Jakarta. Listed brewer Multi Bintang Indonesia, which is part of the Netherlands-based Heineken International, is in Indonesia for the long-term, despite challenges with slower economic growth, higher excise tax and the fluctuation of the rupiah.
Michael Chin, president director of Multi Bintang, who has been at the local company’s helm since May 1 last year, says prospects look good for the brewer.
“Our view of Indonesia is very positive. When we look at the future, we remain very positive,” Chin told Globe Asia.
Before moving to Multi Bintang, Chin was the general manager of Asia Pacific Breweries, the Singapore-based brewery owned by Heineken International, which also controls more than 76 percent of Multi Bintang.
“Some might say it is an election year, let’s hold investment. Multi Bintang never does that. Even if it is a presidential election, investment continues,” Chin said.
In January Multi Bintang commenced construction of a Rp 210.7 billion ($18 million) plant that will produce carbonated soft drinks in Sampang Agung, in Mojokerto, East Java.
Cosmas Batubara, chairman of the board of commissioners at Multi Bintang, said the plant would produce up to 500,000 hectoliters of soft drinks.
Work would proceed quickly, he said, with the company having set a target for the plant to be fully operational by August.
Multi Bintang was established as the Nederlandsch-Indische Bierbrouwerijen in Medan, North Sumatra, in 1929.
“It was the first Heineken brewery outside the Netherlands,” Chin said.
The company opened a brewery in Surabaya, East Java, before it built another more modern plant in Tangerang, Banten, in 1972. In 1997, another brewery was built in Sampang Agung to replace the Surabaya plant. The company was renamed Multi Bintang Indonesia when it went public in 1981.
With a history of more than 80 years in this country, Multi Bintang, through its subsidiary Multi Bintang Indonesia Niaga, has established an extensive sales and marketing network across all major cities, extending from Medan to Jayapura in Papua.
The brewer is best known for Bintang beer, which has become the iconic beer brand of Indonesia. The company boasts a wider portfolio of beer brands and soft drinks including Heineken, Bintang Zero and Green Sands. The latter two are non-alcoholic malt drinks.
“Like all consumer goods companies, we are very bullish about Indonesia; we are bullish about the population of 240 million; we are bullish about middle-income growth.

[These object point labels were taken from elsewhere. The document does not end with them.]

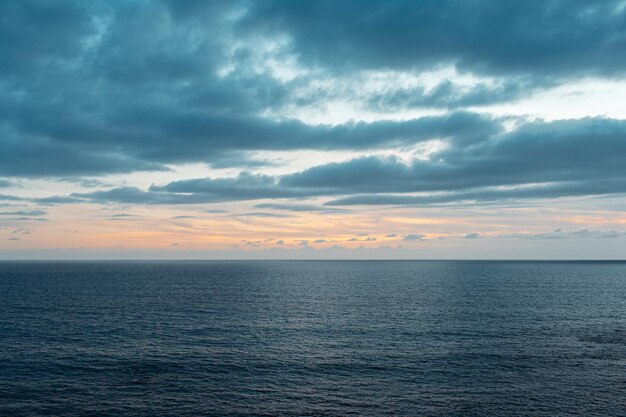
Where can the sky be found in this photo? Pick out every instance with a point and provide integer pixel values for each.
(344, 129)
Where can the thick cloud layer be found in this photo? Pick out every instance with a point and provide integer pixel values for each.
(91, 88)
(543, 38)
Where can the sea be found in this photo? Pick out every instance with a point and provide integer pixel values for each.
(313, 338)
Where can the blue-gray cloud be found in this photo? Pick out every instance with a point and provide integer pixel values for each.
(538, 37)
(91, 88)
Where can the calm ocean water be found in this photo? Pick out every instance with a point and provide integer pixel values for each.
(313, 338)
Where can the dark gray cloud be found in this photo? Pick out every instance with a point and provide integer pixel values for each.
(545, 38)
(539, 160)
(299, 207)
(90, 88)
(120, 87)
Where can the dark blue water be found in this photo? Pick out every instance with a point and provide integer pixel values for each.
(313, 338)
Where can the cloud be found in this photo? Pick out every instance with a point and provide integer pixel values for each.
(471, 236)
(568, 38)
(24, 213)
(558, 234)
(414, 237)
(299, 207)
(262, 214)
(538, 160)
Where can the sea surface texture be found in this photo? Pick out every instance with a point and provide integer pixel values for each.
(313, 338)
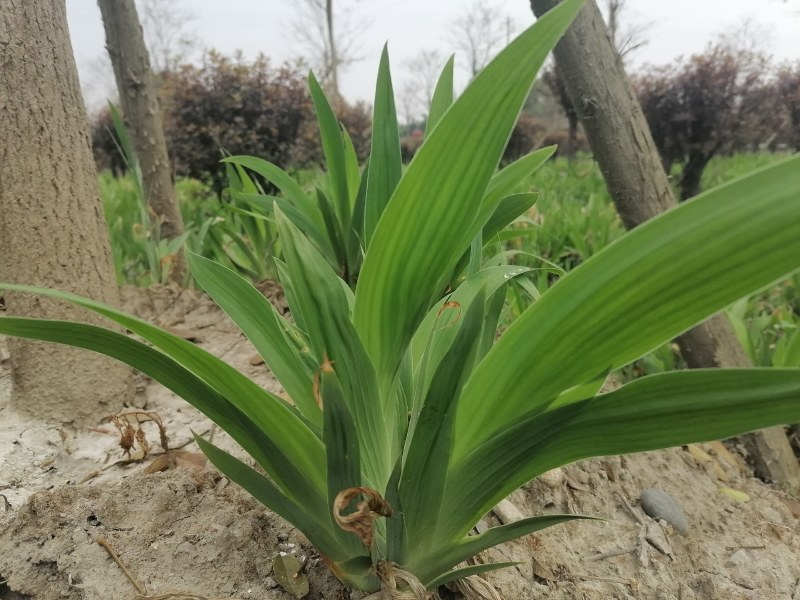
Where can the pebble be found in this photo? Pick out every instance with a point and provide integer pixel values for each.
(738, 559)
(660, 505)
(553, 478)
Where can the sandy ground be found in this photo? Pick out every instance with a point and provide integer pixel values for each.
(190, 533)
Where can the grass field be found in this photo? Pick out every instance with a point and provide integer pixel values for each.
(572, 219)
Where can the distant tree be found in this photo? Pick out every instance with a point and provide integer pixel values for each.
(553, 80)
(138, 94)
(167, 33)
(626, 38)
(479, 32)
(705, 105)
(329, 33)
(787, 84)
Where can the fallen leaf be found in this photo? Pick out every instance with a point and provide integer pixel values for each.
(793, 505)
(158, 464)
(184, 458)
(726, 456)
(189, 336)
(720, 472)
(576, 485)
(543, 571)
(361, 520)
(736, 495)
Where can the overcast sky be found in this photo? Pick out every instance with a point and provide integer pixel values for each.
(676, 27)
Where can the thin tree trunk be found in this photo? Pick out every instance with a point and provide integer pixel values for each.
(52, 232)
(138, 94)
(334, 57)
(620, 139)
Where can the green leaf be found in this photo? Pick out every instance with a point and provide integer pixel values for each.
(442, 97)
(467, 572)
(425, 466)
(297, 448)
(787, 350)
(658, 411)
(261, 323)
(263, 490)
(421, 234)
(342, 449)
(289, 574)
(437, 331)
(507, 210)
(323, 302)
(636, 294)
(304, 211)
(385, 159)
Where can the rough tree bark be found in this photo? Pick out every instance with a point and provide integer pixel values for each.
(138, 94)
(52, 231)
(623, 147)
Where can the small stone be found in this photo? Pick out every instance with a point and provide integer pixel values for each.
(737, 559)
(660, 505)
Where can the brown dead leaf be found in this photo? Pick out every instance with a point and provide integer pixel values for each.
(360, 521)
(189, 336)
(158, 464)
(542, 571)
(793, 505)
(576, 485)
(186, 459)
(178, 458)
(698, 453)
(725, 455)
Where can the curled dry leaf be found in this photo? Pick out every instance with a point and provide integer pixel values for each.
(288, 572)
(397, 584)
(360, 521)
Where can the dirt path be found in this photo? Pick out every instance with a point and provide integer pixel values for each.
(190, 530)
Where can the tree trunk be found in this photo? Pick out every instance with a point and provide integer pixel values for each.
(138, 94)
(52, 231)
(620, 139)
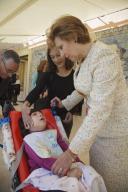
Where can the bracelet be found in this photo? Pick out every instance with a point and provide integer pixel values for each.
(73, 155)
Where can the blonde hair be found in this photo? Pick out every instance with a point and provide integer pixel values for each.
(69, 28)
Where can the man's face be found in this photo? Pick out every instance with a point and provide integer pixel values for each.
(7, 67)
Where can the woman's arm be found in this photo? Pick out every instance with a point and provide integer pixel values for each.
(34, 94)
(101, 100)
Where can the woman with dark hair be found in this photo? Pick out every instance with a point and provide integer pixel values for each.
(99, 78)
(59, 82)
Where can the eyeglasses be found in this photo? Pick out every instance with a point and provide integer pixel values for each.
(8, 71)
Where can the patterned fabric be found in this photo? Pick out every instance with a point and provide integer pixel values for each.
(44, 143)
(90, 181)
(100, 78)
(8, 145)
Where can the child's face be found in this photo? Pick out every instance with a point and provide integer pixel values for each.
(39, 121)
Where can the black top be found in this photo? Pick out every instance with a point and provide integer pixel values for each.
(57, 86)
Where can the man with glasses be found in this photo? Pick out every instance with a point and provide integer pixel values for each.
(9, 64)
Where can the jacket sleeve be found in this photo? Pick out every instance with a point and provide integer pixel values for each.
(34, 94)
(72, 100)
(101, 100)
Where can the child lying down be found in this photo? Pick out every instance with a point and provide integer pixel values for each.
(43, 144)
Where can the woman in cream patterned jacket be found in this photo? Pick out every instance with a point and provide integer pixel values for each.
(99, 79)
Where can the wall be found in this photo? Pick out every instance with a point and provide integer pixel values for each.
(119, 37)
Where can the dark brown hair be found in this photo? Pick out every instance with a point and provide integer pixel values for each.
(52, 67)
(69, 28)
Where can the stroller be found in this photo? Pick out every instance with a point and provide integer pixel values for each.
(16, 159)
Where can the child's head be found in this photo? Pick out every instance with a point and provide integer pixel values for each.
(38, 120)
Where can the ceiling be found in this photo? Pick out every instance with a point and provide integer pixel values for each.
(24, 20)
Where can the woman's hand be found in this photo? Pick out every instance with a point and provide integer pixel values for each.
(68, 118)
(25, 115)
(56, 102)
(62, 164)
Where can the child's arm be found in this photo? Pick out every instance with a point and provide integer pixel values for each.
(35, 161)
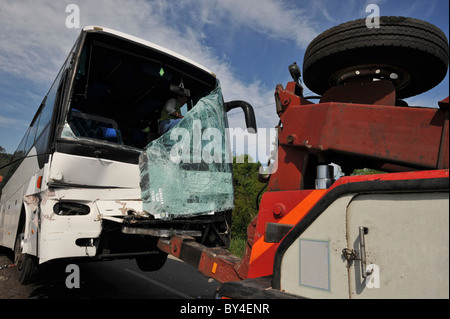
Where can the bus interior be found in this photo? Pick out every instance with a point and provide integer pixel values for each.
(120, 89)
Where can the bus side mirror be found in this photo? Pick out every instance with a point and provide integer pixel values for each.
(249, 113)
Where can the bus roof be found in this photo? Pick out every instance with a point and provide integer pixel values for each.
(148, 44)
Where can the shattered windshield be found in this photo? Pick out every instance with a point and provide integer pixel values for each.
(187, 170)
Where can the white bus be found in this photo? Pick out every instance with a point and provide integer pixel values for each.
(72, 187)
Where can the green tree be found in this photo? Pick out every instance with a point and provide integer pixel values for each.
(246, 189)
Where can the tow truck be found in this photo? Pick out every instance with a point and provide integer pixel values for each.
(367, 236)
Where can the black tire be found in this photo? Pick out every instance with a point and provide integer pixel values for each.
(152, 262)
(26, 265)
(417, 49)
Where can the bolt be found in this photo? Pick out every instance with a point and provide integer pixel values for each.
(290, 139)
(279, 210)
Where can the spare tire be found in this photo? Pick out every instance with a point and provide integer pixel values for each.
(415, 52)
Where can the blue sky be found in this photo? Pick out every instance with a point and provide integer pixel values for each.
(247, 43)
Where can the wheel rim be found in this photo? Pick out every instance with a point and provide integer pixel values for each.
(372, 72)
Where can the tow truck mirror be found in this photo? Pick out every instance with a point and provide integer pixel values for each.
(249, 113)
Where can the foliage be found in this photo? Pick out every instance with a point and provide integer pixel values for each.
(246, 189)
(4, 159)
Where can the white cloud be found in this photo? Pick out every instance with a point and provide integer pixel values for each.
(35, 40)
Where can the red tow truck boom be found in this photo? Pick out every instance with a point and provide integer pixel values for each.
(315, 241)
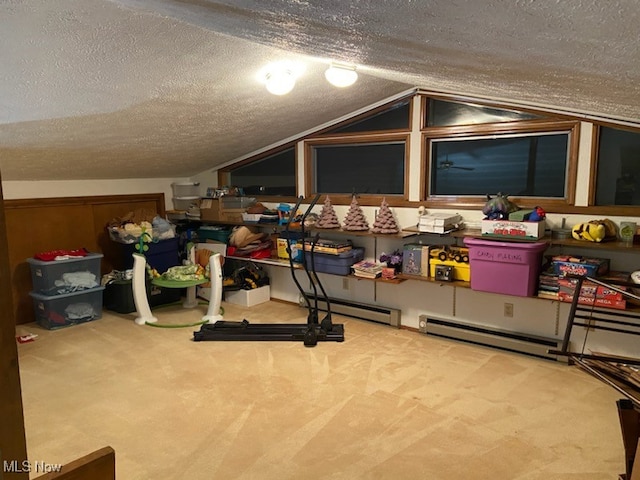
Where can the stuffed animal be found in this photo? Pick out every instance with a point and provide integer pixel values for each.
(610, 228)
(587, 231)
(498, 207)
(537, 214)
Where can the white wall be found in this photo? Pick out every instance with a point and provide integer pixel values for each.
(532, 316)
(78, 188)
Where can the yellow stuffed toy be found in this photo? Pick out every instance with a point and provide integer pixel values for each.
(588, 231)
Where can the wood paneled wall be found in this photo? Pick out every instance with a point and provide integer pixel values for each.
(13, 443)
(43, 224)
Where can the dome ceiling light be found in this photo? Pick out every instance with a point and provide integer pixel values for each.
(340, 75)
(280, 77)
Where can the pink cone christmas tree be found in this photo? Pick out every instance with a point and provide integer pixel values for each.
(355, 219)
(385, 221)
(328, 217)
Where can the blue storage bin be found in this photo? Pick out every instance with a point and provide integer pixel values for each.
(161, 255)
(57, 311)
(58, 277)
(335, 264)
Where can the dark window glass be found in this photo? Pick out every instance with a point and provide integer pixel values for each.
(520, 166)
(361, 168)
(618, 180)
(441, 113)
(272, 175)
(395, 117)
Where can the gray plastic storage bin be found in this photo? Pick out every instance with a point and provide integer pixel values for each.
(335, 264)
(59, 311)
(59, 277)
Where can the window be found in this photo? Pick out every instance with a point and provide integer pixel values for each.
(272, 175)
(471, 151)
(529, 165)
(618, 172)
(394, 117)
(365, 168)
(441, 113)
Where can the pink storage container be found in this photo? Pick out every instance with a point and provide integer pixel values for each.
(505, 267)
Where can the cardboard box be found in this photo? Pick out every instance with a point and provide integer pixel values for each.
(511, 268)
(249, 298)
(568, 264)
(517, 230)
(599, 302)
(412, 259)
(296, 249)
(210, 209)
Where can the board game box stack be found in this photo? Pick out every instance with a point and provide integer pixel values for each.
(332, 247)
(439, 222)
(555, 284)
(367, 269)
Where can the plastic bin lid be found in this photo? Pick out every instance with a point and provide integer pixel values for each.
(88, 256)
(47, 298)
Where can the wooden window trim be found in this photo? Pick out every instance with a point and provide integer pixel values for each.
(613, 210)
(329, 131)
(224, 174)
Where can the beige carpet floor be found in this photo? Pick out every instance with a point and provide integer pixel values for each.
(385, 404)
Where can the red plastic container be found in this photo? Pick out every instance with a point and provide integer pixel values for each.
(509, 268)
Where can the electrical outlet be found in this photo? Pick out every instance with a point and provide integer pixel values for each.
(508, 309)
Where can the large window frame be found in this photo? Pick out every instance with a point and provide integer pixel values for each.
(224, 174)
(596, 164)
(360, 139)
(545, 126)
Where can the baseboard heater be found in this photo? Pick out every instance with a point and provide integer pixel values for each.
(502, 339)
(373, 313)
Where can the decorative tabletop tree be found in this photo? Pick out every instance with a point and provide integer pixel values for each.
(355, 219)
(385, 221)
(328, 217)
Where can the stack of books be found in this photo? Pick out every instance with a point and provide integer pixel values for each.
(367, 269)
(332, 247)
(439, 222)
(548, 286)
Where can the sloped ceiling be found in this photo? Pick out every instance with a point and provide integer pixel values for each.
(97, 89)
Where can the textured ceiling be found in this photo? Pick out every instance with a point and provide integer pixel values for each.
(93, 89)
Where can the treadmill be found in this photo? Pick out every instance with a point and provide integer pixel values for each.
(309, 333)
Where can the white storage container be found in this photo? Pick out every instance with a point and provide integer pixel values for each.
(185, 203)
(58, 277)
(186, 189)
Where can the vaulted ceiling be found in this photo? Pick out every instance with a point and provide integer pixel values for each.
(103, 89)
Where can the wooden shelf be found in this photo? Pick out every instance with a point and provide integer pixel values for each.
(394, 281)
(567, 242)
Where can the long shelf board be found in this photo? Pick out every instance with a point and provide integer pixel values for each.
(568, 242)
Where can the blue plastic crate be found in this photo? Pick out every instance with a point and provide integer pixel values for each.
(335, 264)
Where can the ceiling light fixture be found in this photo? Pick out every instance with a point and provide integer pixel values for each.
(280, 77)
(340, 75)
(280, 82)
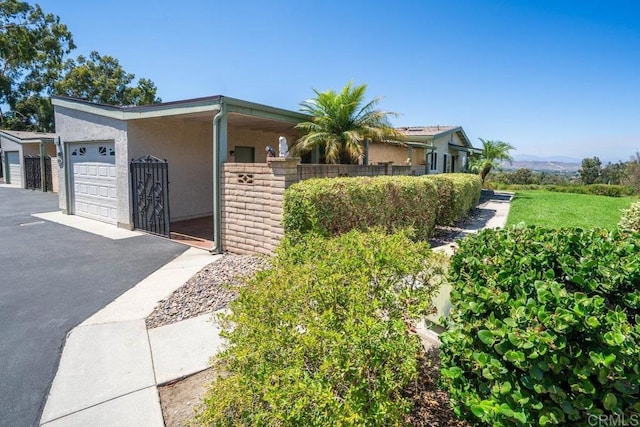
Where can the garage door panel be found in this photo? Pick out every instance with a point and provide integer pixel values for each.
(94, 176)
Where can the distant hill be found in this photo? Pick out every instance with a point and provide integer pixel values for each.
(543, 165)
(534, 158)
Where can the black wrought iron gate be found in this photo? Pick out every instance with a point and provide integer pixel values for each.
(150, 190)
(33, 173)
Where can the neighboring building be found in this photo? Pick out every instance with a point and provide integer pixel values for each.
(25, 155)
(440, 149)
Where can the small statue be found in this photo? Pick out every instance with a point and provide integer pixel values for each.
(283, 147)
(270, 151)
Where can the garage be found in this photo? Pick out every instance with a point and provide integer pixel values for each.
(93, 181)
(14, 169)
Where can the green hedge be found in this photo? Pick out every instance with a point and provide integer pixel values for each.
(630, 219)
(321, 339)
(332, 206)
(546, 327)
(458, 193)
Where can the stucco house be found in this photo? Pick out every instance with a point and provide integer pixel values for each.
(441, 149)
(24, 155)
(143, 166)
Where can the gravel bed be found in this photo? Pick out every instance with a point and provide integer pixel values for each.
(208, 290)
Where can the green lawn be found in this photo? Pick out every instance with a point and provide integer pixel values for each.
(556, 210)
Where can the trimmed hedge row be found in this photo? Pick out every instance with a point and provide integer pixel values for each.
(458, 193)
(546, 327)
(630, 219)
(593, 189)
(333, 206)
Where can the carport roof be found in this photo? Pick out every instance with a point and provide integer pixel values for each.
(191, 107)
(25, 137)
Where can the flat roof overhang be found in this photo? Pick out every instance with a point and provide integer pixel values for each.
(198, 108)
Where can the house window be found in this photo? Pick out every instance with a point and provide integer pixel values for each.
(433, 161)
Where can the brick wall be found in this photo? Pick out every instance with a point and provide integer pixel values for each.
(252, 204)
(252, 196)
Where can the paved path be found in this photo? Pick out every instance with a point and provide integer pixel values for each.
(53, 277)
(493, 212)
(112, 364)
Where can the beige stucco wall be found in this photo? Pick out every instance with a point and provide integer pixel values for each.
(257, 139)
(78, 126)
(187, 145)
(390, 153)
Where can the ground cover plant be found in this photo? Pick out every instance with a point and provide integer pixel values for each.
(546, 327)
(557, 210)
(332, 206)
(323, 337)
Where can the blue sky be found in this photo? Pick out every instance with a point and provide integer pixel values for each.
(551, 77)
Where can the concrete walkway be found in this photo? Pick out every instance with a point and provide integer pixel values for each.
(493, 213)
(111, 364)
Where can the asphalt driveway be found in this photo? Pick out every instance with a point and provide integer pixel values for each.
(52, 278)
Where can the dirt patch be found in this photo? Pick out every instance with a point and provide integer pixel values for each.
(180, 399)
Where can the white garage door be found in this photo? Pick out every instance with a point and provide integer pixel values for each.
(15, 170)
(93, 185)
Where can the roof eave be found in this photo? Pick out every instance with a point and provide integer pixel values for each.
(21, 141)
(198, 105)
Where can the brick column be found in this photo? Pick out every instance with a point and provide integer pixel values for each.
(252, 197)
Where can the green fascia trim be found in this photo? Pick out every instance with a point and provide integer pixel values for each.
(123, 114)
(458, 147)
(200, 105)
(26, 141)
(420, 145)
(264, 111)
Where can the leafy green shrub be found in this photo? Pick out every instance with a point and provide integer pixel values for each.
(630, 220)
(458, 193)
(321, 338)
(332, 206)
(545, 328)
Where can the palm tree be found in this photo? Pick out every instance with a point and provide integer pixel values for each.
(493, 152)
(341, 122)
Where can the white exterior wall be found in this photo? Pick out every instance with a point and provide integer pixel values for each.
(77, 126)
(257, 139)
(188, 147)
(7, 145)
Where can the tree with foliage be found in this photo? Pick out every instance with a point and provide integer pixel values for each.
(341, 122)
(612, 173)
(590, 170)
(102, 79)
(33, 45)
(632, 173)
(493, 152)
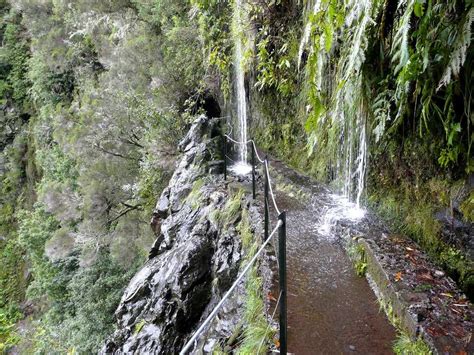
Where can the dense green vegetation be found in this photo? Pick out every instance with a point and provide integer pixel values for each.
(92, 111)
(322, 73)
(95, 95)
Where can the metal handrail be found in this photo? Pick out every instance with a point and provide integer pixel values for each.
(211, 316)
(281, 228)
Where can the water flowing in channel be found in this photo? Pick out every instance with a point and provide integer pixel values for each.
(241, 167)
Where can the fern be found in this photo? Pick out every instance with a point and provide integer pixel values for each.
(381, 111)
(458, 56)
(400, 49)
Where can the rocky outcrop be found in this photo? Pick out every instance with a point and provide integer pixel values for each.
(192, 262)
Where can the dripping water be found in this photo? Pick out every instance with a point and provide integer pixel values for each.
(241, 167)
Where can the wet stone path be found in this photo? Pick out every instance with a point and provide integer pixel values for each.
(331, 310)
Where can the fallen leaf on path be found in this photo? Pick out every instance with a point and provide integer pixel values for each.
(398, 276)
(270, 297)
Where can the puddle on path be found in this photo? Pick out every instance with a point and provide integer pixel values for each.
(330, 309)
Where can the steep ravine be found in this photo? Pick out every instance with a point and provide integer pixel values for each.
(193, 261)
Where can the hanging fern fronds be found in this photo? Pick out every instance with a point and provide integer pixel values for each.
(400, 49)
(458, 56)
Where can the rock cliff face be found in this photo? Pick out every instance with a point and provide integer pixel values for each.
(192, 262)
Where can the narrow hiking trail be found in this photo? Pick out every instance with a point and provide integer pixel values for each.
(331, 310)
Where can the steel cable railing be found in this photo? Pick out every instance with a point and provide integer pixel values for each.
(281, 228)
(227, 294)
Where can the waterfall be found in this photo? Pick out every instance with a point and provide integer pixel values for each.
(355, 161)
(241, 167)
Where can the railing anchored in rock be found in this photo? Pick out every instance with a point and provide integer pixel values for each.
(280, 227)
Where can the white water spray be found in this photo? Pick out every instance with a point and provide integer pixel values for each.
(240, 86)
(241, 167)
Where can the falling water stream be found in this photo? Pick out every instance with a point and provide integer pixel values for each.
(331, 310)
(241, 167)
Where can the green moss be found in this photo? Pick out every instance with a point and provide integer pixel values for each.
(258, 333)
(467, 208)
(195, 195)
(232, 208)
(139, 326)
(410, 210)
(357, 254)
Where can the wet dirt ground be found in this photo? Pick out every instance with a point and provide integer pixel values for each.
(331, 310)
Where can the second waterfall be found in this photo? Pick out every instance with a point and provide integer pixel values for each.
(241, 167)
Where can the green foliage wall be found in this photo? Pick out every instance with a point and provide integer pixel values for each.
(95, 97)
(318, 70)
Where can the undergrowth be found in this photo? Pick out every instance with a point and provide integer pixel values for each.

We’re also very bullish on tourism,” Chin said.
Multi Bintang enjoyed sound financial performance in the fiscal year 2013.
Net income recorded robust growth with a 21 percent increase to Rp 1.17 trillion, thanks to higher sales volume of both beer and soft drink products, improved revenue management and better distribution of its portfolio of brands.
The year represented a record high, with revenue exceeding Rp 3.5 trillion, which translates into growth of 17 percent.
The fiscal year saw the implementation of a new financial reporting period to align it with its majority shareholder, Heineken. The 2013 fiscal year reflects performance from October 2012 to December 2013. The year also marked the completion of a three-year, Rp 580 billion technical upgrade of the Tangerang brewery.
In a presentation on May 12, the company’s management said they expected Multi Bintang to “deliver continued top-line growth in 2014, albeit at a slower pace than last year due to softer economic growth.”
The presentation specifically stated that Multi Bintang’s performance this year will be influenced by external factors, including an excise tax increase as of 1 January 2014, which led to higher prices; a reduction in fuel subsidies contributing to higher transportation costs; and unfavorable movements in the rupiah exchange rate, which result in higher input costs as well as other net financing costs.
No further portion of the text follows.